Seiner Tochter erklärt Walter, wo Kenosha liegt. (Wir reden über „Aufbruch nach Kenosha“.) Der Erklärer hat mal in der Nähe von Kenosha Jura gelehrt. Die Statusmeldungen tropfen wie ein lecker Hahn und sickern ein. Alle paar Minuten löst sich eine Bedeutungsperle.

Nach Kenosha zieht Louises Schwarze Freundin. Das Schwarzsein füllt das Schülerinnen-Verhältnis ganz aus. Wieder und wieder wittern die Agenten des Autors wie mit unzuverlässigen Hundeschnauzen über dem problematischen Untergrund der Beziehung. Problematisch wird die Nenn-Freundschaft allein im sozialen Gefälle. Ford präsentiert eine antike Herr-und-Knecht-Figuration in einer vorgeblich zeitgemäßen Fassung.  

Ford framt falsch. 

Holyhead ... Sie begegnen sich so touristisch-infantil wie es nur geht auf einer Fähre, die eine Verbindung zwischen dem walisischen Holyhead in der Grafschaft Anglesey und Dublin aufrechterhält. Der Betrieb gehört zum Alltag der meisten Passagiere. Richard Ford beschreibt die routinierten Typen, so dass der Archetypus durchscheint. Er betont das Ursprüngliche, versäumt es aber mit voller Absicht (nehme ich an), daran zu erinnern, dass Leute schon vor viertausend Jahren diese Wasserstraße zum Inselhopping nutzten. Holyhead war in den ersten Jahrhunderten unserer Zeitrechnung ein Ankerzentrum des romanischen Britanniens und fungiert nun auch in Fords Geschichte „Überfahrt“ als Sehenswürdigkeit für Amerikaner, die zwar stolz ihre europäischen Wurzeln zupfen, das europäische Programm jedoch creepy finden. © Jamal Texas Tuschick

Vietnamesischer Kongo

Mein erster Richard Ford war „Verdammtes Glück“. Als ich den Roman zum ersten Mal las, wirkte Literatur auf mich noch so unmittelbar wie Musik. Ich las und hörte mich satt. Ich glaubte, Ford, der damals in Deutschland kaum bekannt war, schreibe Joseph Conrad fort.
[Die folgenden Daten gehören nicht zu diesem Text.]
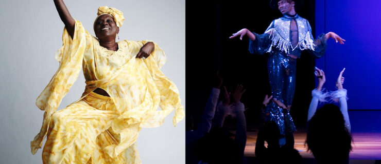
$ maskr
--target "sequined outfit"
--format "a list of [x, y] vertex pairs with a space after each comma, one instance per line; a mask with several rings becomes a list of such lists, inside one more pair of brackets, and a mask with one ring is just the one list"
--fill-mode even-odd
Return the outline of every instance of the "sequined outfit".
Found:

Ich war nicht der einzige, der Conrads Herz der Finsternis und Célines Reise ans Ende der Nacht für die Außenlinien des Spielfeldes hielten. Eben gab sich die Tatsache zu erkennen, dass ich an die Geschichte, die Ford in „Verdammtes Glück“ erzählt, Jahrzehnte überhaupt keine Erinnerung hatte. Gemerkt habe ich mir etwas ganz anderes; auf dem Sockel der Ford’schen Fiktion immerhin Fußendem. Meine Version saugt an Apocalypse Now. Lange befuhren alle meine Held*innen einen vietnamesischen Kongo; selbst wenn ich sie in Brandenburg bloß aufs Rad setzte.